Hotel Trio in Healdsburg, California, is located near many wineries in the Dry Creek, Russian River and Alexander County regions of Sonoma County. The property has automated wine delivery with Rose (as in the blush wine) the Robot, which offers a touchless experience, finding rooms and elevators without human intervention; while out and about, it even displays a message that reads, “I’m on a guest delivery.” While the delivery of wine might be Rose’s primary mission, it also supplies snacks, groceries, towels and toiletries. When Rose arrives, guests are alerted that the robot is waiting outside their door.
Although Rose the Robot has been with the hotel since 2018, Hotel Trio said in a press release that “she transitioned, literally overnight, from novelty to necessity.”

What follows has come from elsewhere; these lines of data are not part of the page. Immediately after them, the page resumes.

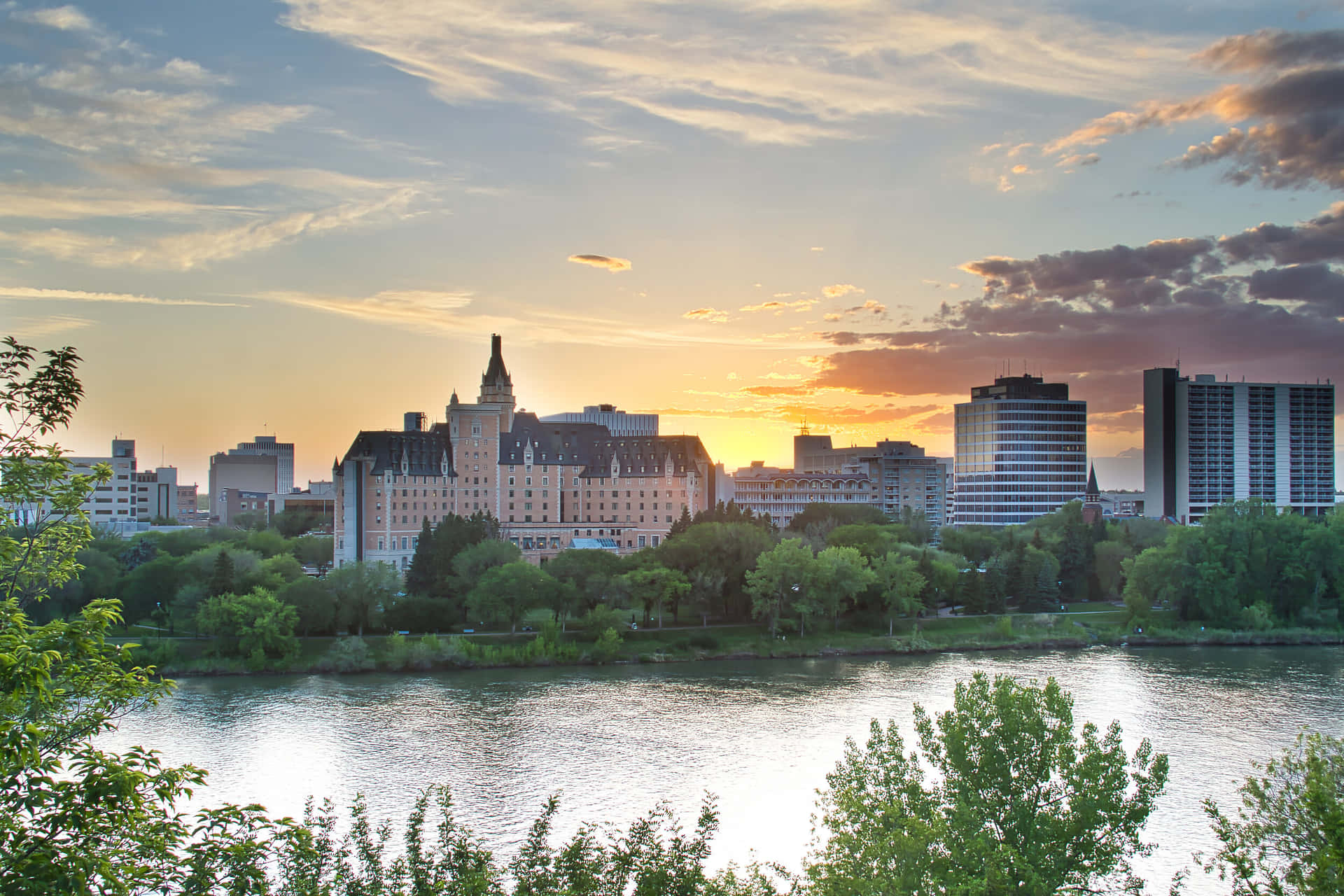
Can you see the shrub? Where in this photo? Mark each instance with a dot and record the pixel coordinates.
(347, 654)
(606, 648)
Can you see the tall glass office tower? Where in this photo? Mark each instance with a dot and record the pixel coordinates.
(1022, 451)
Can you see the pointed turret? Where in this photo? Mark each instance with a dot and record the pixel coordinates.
(496, 384)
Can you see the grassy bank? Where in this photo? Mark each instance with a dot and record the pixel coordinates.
(1018, 631)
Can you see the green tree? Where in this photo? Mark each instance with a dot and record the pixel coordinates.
(899, 583)
(254, 625)
(314, 551)
(872, 540)
(475, 561)
(314, 602)
(362, 592)
(682, 524)
(508, 592)
(706, 592)
(592, 571)
(222, 578)
(1288, 834)
(148, 586)
(73, 817)
(840, 575)
(656, 587)
(1109, 564)
(778, 580)
(1021, 802)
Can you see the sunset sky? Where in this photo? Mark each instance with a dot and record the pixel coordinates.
(307, 218)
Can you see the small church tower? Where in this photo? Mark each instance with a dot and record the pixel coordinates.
(1092, 498)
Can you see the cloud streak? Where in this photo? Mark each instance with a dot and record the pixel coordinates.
(202, 248)
(1097, 317)
(606, 262)
(785, 74)
(1288, 121)
(38, 295)
(708, 315)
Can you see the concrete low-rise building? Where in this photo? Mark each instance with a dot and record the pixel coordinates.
(130, 496)
(239, 473)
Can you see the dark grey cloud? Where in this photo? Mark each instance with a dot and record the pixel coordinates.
(1316, 284)
(1272, 49)
(1292, 155)
(1320, 239)
(1097, 317)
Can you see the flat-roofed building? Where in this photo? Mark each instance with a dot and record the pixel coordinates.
(241, 472)
(617, 422)
(1022, 451)
(268, 447)
(787, 493)
(131, 496)
(902, 476)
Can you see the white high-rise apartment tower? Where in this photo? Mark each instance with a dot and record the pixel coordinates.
(1208, 442)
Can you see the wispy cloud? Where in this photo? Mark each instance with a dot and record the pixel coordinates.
(603, 261)
(454, 314)
(194, 250)
(33, 293)
(836, 290)
(785, 74)
(69, 203)
(39, 328)
(1289, 117)
(58, 18)
(778, 307)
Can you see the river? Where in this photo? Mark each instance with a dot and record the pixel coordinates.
(760, 735)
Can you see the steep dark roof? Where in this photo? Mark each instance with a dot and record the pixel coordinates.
(593, 447)
(424, 451)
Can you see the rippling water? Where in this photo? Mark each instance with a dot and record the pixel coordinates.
(760, 735)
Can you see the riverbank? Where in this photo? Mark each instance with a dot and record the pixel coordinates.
(946, 634)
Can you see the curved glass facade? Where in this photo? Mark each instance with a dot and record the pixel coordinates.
(1019, 458)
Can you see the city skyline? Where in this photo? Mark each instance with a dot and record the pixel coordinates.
(736, 216)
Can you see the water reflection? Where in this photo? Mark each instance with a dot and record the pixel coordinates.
(760, 735)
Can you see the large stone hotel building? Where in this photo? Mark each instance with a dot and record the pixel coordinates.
(547, 482)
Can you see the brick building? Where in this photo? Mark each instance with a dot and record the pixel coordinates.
(546, 481)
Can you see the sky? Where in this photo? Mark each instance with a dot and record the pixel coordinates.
(308, 216)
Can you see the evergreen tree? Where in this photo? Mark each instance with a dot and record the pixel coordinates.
(683, 522)
(420, 577)
(222, 580)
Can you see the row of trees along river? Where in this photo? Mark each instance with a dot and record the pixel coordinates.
(1003, 793)
(836, 573)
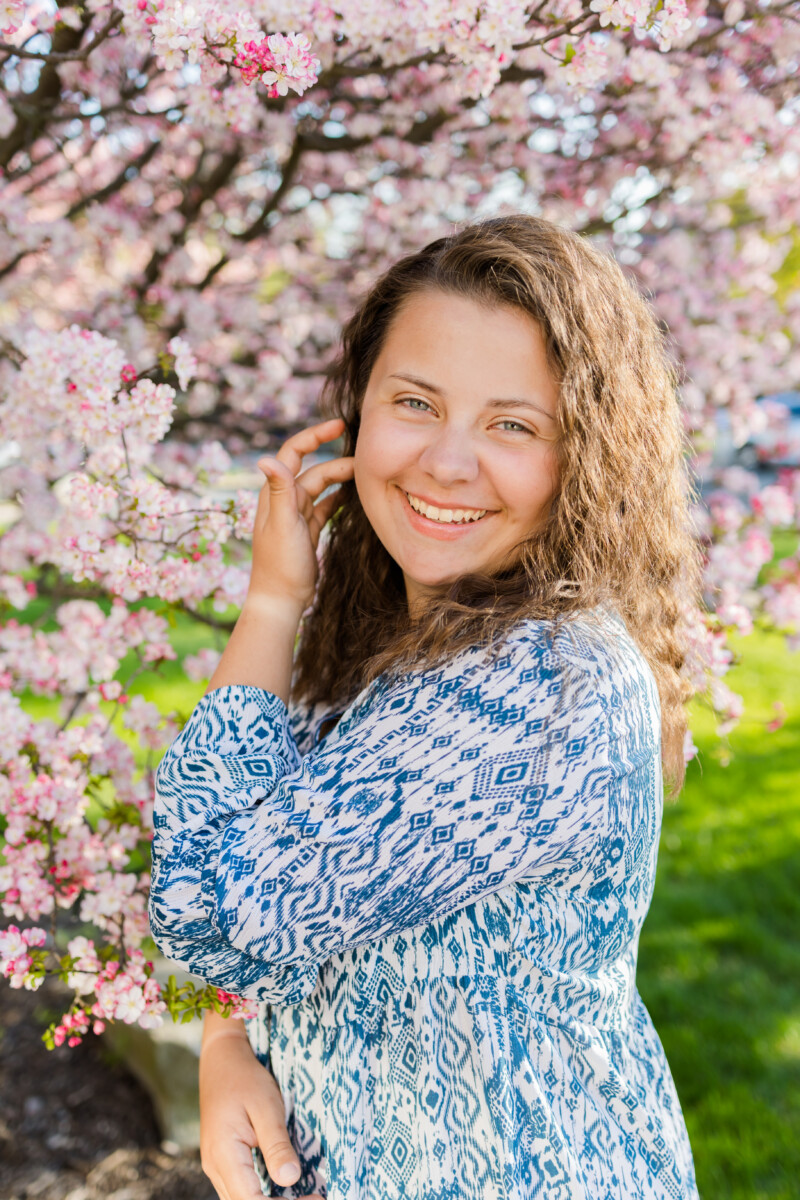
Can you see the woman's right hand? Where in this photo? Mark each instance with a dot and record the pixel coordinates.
(240, 1108)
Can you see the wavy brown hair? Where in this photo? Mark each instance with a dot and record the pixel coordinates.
(618, 526)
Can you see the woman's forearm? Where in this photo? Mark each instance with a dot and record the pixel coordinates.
(260, 649)
(216, 1026)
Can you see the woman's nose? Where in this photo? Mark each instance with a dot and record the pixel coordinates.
(450, 456)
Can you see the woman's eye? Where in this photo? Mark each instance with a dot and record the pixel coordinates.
(522, 427)
(415, 400)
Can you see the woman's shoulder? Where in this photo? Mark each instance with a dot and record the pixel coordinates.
(594, 653)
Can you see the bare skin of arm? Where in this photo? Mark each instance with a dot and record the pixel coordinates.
(241, 1107)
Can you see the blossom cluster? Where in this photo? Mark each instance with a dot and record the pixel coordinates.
(76, 799)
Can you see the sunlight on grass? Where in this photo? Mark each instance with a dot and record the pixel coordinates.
(720, 955)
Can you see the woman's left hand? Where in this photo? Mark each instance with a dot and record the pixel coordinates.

Other hotels have introduced cleaning robots in response to coronavirus. Two Hilton properties in Southern California, Waldorf Astoria Beverly Hills and The Beverly Hilton, deployed Xenex LightStrike robots to assist with their Hilton CleanStay with Lysol protection program; after housekeepers have completed standard cleaning, the robots follow up using ultraviolet light to kill remaining germs. Xenex robots are used to clean guest rooms, restrooms, elevators, meeting rooms and to disinfect luggage. They have long been in use by hospitals, such as Mayo Clinic, Stanford and HonorHealth. Unlike Rose the Robot, these robots are not fully autonomous.
Cirq+Clean is an autonomous robot by cloud-based platform Cirq+. With the Cirq+ in-room mobile hub, CBot recognizes empty hotel rooms and roams around the space while spraying a electrostatic disinfectant on surfaces and areas missed by manual cleaning. Once sterilization is completed, housekeeping can enter the space to change linens, clean bathrooms, vacuum and complete all other cleaning tasks, after which CBot will return to the room for a final cleaning.
Cirq+Clean is a great not only for hotels, but also schools and other businesses that have a lot of foot traffic. The company’s Cirq+Air drone can clean larger areas, such as professional stadiums, which can be sanitized in 3-4 hours.
Airports are turning to cleaning robots, as well. Cincinnati/Northern Kentucky International Airport (CVG) introduced Avidbots Neo, an autonomous floor-scrubbing robot, to assist staff in sanitizing the terminal. Pittsburgh International Airport (PIT) had floor-scrubbing robots before the pandemic, but—much like the Hilton properties—it has added ultraviolet cleaning to their duties.